Gradio & LLM 代理 🤝

大型语言模型 (LLM) 非常令人印象深刻,但如果我们能够赋予它们完成专门任务的技能,它们可以变得更加强大。

Large Language Models (LLMs) are very impressive but they can be made even more powerful if we could give them skills to accomplish specialized tasks.

gradio_tools库可以将任何Gradio应用程序变成代理可以用来完成其任务的工具。 例如,LLM 可以使用 Gradio 工具转录它在网上找到的录音,然后为你总结。 或者它可以使用不同的 Gradio 工具将 OCR 应用于你 Google Drive 上的文档,然后回答有关它的问题。

The gradio_tools library can turn any Gradio application into a tool that an agent can use to complete its task. For example, an LLM could use a Gradio tool to transcribe a voice recording it finds online and then summarize it for you. Or it could use a different Gradio tool to apply OCR to a document on your Google Drive and then answer questions about it.

本指南将展示如何使用 gradio_tools 授予你的 LLM Agent 访问世界上托管的最先进的 Gradio 应用程序的权限。 尽管 gradio_tools 与不止一种代理框架兼容,但在本指南中我们将重点介绍Langchain Agents

This guide will show how you can use gradio_tools to grant your LLM Agent access to the cutting edge Gradio applications hosted in the world.
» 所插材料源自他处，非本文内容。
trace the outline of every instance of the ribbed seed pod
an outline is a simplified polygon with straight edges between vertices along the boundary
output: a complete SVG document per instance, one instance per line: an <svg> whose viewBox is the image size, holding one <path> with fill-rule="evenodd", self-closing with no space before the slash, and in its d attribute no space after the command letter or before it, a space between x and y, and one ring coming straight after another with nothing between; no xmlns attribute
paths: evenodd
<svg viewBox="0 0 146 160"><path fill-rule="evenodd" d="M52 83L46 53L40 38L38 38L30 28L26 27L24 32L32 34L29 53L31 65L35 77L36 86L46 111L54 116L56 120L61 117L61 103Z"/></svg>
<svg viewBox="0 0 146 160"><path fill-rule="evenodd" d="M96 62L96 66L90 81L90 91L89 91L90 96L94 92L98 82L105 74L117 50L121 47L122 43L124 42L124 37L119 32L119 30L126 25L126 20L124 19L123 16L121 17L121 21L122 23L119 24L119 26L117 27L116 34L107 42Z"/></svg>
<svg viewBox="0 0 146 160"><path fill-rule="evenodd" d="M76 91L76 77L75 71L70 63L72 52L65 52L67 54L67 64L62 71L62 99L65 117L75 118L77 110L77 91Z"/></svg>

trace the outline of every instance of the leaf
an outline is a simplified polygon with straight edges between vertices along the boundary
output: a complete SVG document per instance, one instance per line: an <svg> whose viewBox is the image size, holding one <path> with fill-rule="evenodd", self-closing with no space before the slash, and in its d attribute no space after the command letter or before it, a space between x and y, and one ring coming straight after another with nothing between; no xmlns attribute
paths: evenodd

Although gradio_tools are compatible with more than one agent framework, we will focus on Langchain Agents in this guide.

一些背景

什么是代理?

What are agents?

LangChain 代理是一种大型语言模型 (LLM),它接受用户输入并根据使用的众多工具之一报告输出。
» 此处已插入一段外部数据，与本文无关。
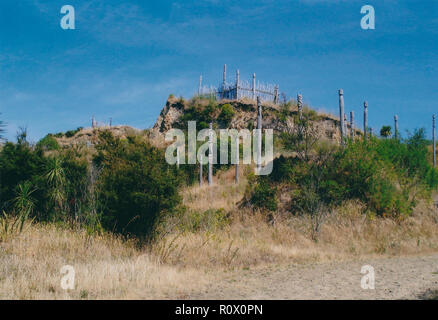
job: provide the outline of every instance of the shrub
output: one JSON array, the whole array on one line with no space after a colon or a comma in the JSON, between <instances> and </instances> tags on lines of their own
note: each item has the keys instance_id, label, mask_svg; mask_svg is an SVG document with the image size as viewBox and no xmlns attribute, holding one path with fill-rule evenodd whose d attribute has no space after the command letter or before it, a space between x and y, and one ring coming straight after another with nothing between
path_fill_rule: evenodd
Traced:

A LangChain agent is a Large Language Model (LLM) that takes user input and reports an output based on using one of many tools at its disposal.

什么是收音机?

What is Gradio?

Gradio是构建机器学习 Web 应用程序并与世界共享它们的事实上的标准框架——所有这些都只需要 python! 🐍

Gradio is the defacto standard framework for building Machine Learning Web Applications and sharing them with the world - all with just python! 🐍

gradio_tools - 一个端到端的例子

要开始使用 gradio_tools ,你需要做的就是导入和初始化你的工具并将它们传递给 langchain 代理!
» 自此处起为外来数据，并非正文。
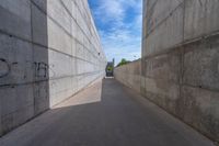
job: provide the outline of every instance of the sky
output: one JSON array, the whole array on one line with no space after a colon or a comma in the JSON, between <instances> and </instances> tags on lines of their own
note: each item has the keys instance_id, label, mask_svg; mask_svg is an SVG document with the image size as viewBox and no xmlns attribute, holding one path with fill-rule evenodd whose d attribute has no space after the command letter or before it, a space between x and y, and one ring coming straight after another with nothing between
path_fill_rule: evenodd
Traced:
<instances>
[{"instance_id":1,"label":"sky","mask_svg":"<svg viewBox=\"0 0 219 146\"><path fill-rule=\"evenodd\" d=\"M88 0L107 60L141 56L142 0Z\"/></svg>"}]
</instances>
To get started with gradio_tools, all you need to do is import and initialize your tools and pass them to the langchain agent!

在下面的示例中,我们导入了 StableDiffusionPromptGeneratorTool 来为稳定扩散创建良好的提示,导入 StableDiffusionTool 来使用我们改进的提示创建图像,导入 ImageCaptioningTool 来为生成的图像添加字幕,导入 TextToVideoTool 来根据提示创建视频。

In the following example, we import the StableDiffusionPromptGeneratorTool to create a good prompt for stable diffusion, the StableDiffusionTool to create an image with our improved prompt, the ImageCaptioningTool to caption the generated image, and the TextToVideoTool to create a video from a prompt.

然后我们告诉我们的代理创建一个狗骑滑板的图像,但请提前改进我们的提示。 我们还要求它为生成的图像添加标题并为其创建视频。 代理可以决定使用哪个工具,而无需我们明确告诉它。

We then tell our agent to create an image of a dog riding a skateboard, but to please improve our prompt ahead of time. We also ask it to caption the generated image and create a video for it. The agent can decide which tool to use without us explicitly telling it.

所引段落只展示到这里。